The following is a reprint of a column I wrote 25 years ago for The New Canaan Advertiser in Connecticut. My editor asked me to write about tradition and this isn't exactly what he had in mind but then all traditions aren't good things. After it first ran this piece was read by parents of teenagers, and teens themselves and all the feedback I received was "Thank you." I was raising three teens in 1983 and felt passionately about the subject. Today I have teenage grandchildren and am acutely aware that this tradition is unfortunately timeless. Let's begin 2009 by breaking with it. Happy New Year Shepherdstown.
December 30 1982
Well ... how's it going? Flat broke and six pounds heavier than you were a month ago. Right on schedule. I was cowering under the tree amidst the rubble last weekend and got to thinking ... "You know Christmas is really a strange holiday." You spend money like you had it and work and wrap and bake and eat and mail and worry and listen to endless hints and decorate and freeze for weeks and weeks and the whole thing's over in a day and a half.
Why do we do it? Because we enjoy having the excuse for being inordinately pleasant to strangers? Doubt it. Because we're a super religious lot, and this is a religious holiday? Closer. Because we want to thank God for what we have ... health, happiness, our families, our friends, ourselves and we say thanks by buying presents and doing all those material things in our attempt to show everyone how much we really love them? That's it. That's the way I feel about Christmas, and I was blessed with the opportunity to enjoy another one with the people I love most. It was total chaos but sure worth it all. Yes, there's something crazy wonderful about the Christmas season.
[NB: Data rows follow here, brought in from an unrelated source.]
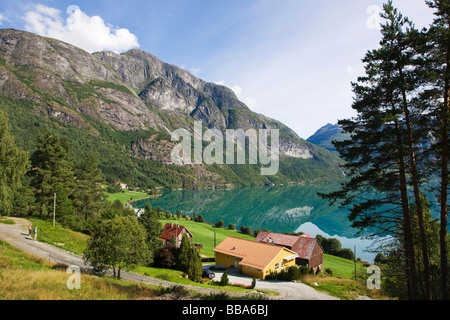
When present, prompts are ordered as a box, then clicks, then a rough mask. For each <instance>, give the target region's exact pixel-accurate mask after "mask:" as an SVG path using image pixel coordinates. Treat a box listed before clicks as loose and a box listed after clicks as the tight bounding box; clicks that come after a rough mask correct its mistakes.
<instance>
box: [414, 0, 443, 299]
mask: <svg viewBox="0 0 450 320" xmlns="http://www.w3.org/2000/svg"><path fill="white" fill-rule="evenodd" d="M426 2H427V4H428V5H429V6H430V7H431V8H433V9H435V16H436V18H435V20H434V21H433V24H432V25H431V27H430V28H429V30H427V31H426V32H423V33H422V34H421V35H420V36H419V37H418V38H419V41H418V44H419V45H420V47H421V49H422V50H423V51H422V53H423V56H424V64H423V72H422V76H423V77H422V78H423V79H424V82H425V83H424V85H426V86H427V88H429V89H427V90H426V91H425V93H424V94H423V96H422V100H423V103H424V104H425V105H426V106H427V107H428V108H429V118H428V121H429V124H430V127H429V130H430V132H432V133H433V136H434V139H435V140H436V143H435V144H434V146H433V147H434V148H433V150H432V151H433V160H434V162H437V163H438V165H436V166H434V163H433V161H432V162H431V165H432V166H433V167H434V169H435V172H436V174H437V175H438V176H440V186H439V190H438V194H437V198H438V199H439V202H440V231H439V234H440V245H439V247H440V252H441V253H440V256H441V263H440V265H441V290H442V295H443V299H445V300H448V299H449V277H448V264H449V263H448V230H447V222H448V187H449V185H448V175H449V171H448V164H449V149H448V145H449V137H448V134H449V116H450V115H449V113H450V3H449V2H448V1H443V0H428V1H426Z"/></svg>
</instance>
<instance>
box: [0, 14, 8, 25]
mask: <svg viewBox="0 0 450 320" xmlns="http://www.w3.org/2000/svg"><path fill="white" fill-rule="evenodd" d="M3 21H9V20H8V19H7V18H6V17H5V15H4V14H2V13H0V26H1V25H2V24H3Z"/></svg>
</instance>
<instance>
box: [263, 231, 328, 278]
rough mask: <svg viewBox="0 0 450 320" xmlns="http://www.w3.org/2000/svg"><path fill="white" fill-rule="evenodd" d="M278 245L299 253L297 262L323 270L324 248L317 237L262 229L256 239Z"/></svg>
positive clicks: (306, 234) (307, 265) (297, 264)
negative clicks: (295, 235) (323, 253)
mask: <svg viewBox="0 0 450 320" xmlns="http://www.w3.org/2000/svg"><path fill="white" fill-rule="evenodd" d="M255 241H258V242H264V243H268V244H273V245H277V246H283V247H286V248H288V249H290V250H292V251H294V252H295V253H297V254H298V258H296V264H297V265H298V266H306V267H308V269H314V270H317V268H320V269H321V270H323V248H322V246H321V245H320V243H319V241H317V239H315V238H312V237H311V236H310V235H309V234H304V235H302V236H291V235H286V234H281V233H273V232H267V231H261V232H260V233H258V236H257V237H256V240H255Z"/></svg>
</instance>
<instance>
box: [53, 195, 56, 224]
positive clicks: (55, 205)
mask: <svg viewBox="0 0 450 320" xmlns="http://www.w3.org/2000/svg"><path fill="white" fill-rule="evenodd" d="M55 216H56V192H55V194H54V195H53V226H55Z"/></svg>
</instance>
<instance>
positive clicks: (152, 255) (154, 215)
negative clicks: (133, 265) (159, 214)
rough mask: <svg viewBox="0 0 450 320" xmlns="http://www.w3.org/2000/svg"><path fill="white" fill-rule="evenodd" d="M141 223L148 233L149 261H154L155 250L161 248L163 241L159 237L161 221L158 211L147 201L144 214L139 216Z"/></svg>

We're now solidly into the second week of 4,000-calorie days, and they're fun. That's the scary part. A salad just isn't a salad without a donut.
Anyway, I have not come to bury eating. No Richard Simmons, I have learned to deal with the nutritional lunacy that accompanies the holiday cheer. The occasional gorge will never kill you. For that matter neither will eggnog, nor champagne, nor beer. What can very easily kill you however is drinking them and then driving.
Did you know that drunken crashes kill more teen-agers than anything else? "But I never get drunk" you say "A little high maybe, but never drunk." After careful observation I've decided that when it comes to driving and drinking, a little high is much worse than drunk.
When a teen gets drunk his friends will drive him or her home. Unfortunately just one drink is sometimes all it takes to do the job. Well no one is going to commandeer keys and embarrass a friend because of one drink. So their "friend" gets behind the wheel and starts for home with a song on their lips, maybe a passenger in their car, and definitely slower reflexes ... but no one can call them drunk, maybe just "a little buzzed." There's no problem. New Canaan is all wide curves and hairpin turns and lots of fun in the dark. Perhaps they'll meet someone else in the same boat ... on the same turn. Life is full of near misses ... but not always.
The most important advice I've given my kids on the subject of drinking and driving is "Please stay alive. No matter what problems life might toss you, everything else pales in significance to death. Everything else can be fixed ... somehow. If you kill yourself nothing else is going to matter very much."
I tell them "Call me at two in the morning and I'll come for you. Don't get into a car with someone who's been drinking. And, if you have been drinking for God sakes don't drive. Call me."
Every parent I know feels exactly the same way. When the phone call comes in from Pound Ridge, where as you know the drinking age is 18, or Westport or right here in town, you're momentarily purple but by the time you get to where your child is you're so grateful for their good sense you could cry.
What most teens don't get is that their parents aren't stupid. Nor are they so old and senile that they can't remember twenty five years ago when they were doing the same thing. There's lots of alcohol around today. There was then too.
I came from a little town in New York where, if you could toddle up to the bar with the price of a drink, you could get served, no questions asked. Some people will do anything for money, even sell beer to a 16-year old. I lost six good friends before I was 19. They all died in cars. They all had been drinking. None were alcoholics. Two weren't even driving. They were just kids ... novice night riders with impaired good sense.
What a waste ... a stupid waste. It must not happen again this New Year's Eve or any eve. Let's try to ensure that. Parents, talk with your children. Bartenders, and you know who you are, stop serving them. And to you ... New Canaan's precious future ... please drive safely and soberly tomorrow night. If you have even the slightest inkling that you can't ... then don't. We do love you so and don't want you to become a statistic against a tree, a stone wall or another car careening around the same curve being driven by someone older but not necessarily wiser.
The new year is a time for new hope and fresh promise and lots of love. That's my wish for all of you ... Enjoy to the fullest a nice healthy start to your most wonderful year yet.
- Sue Kennedy is a former public relations executive and Emmy Award winning screenplay writer.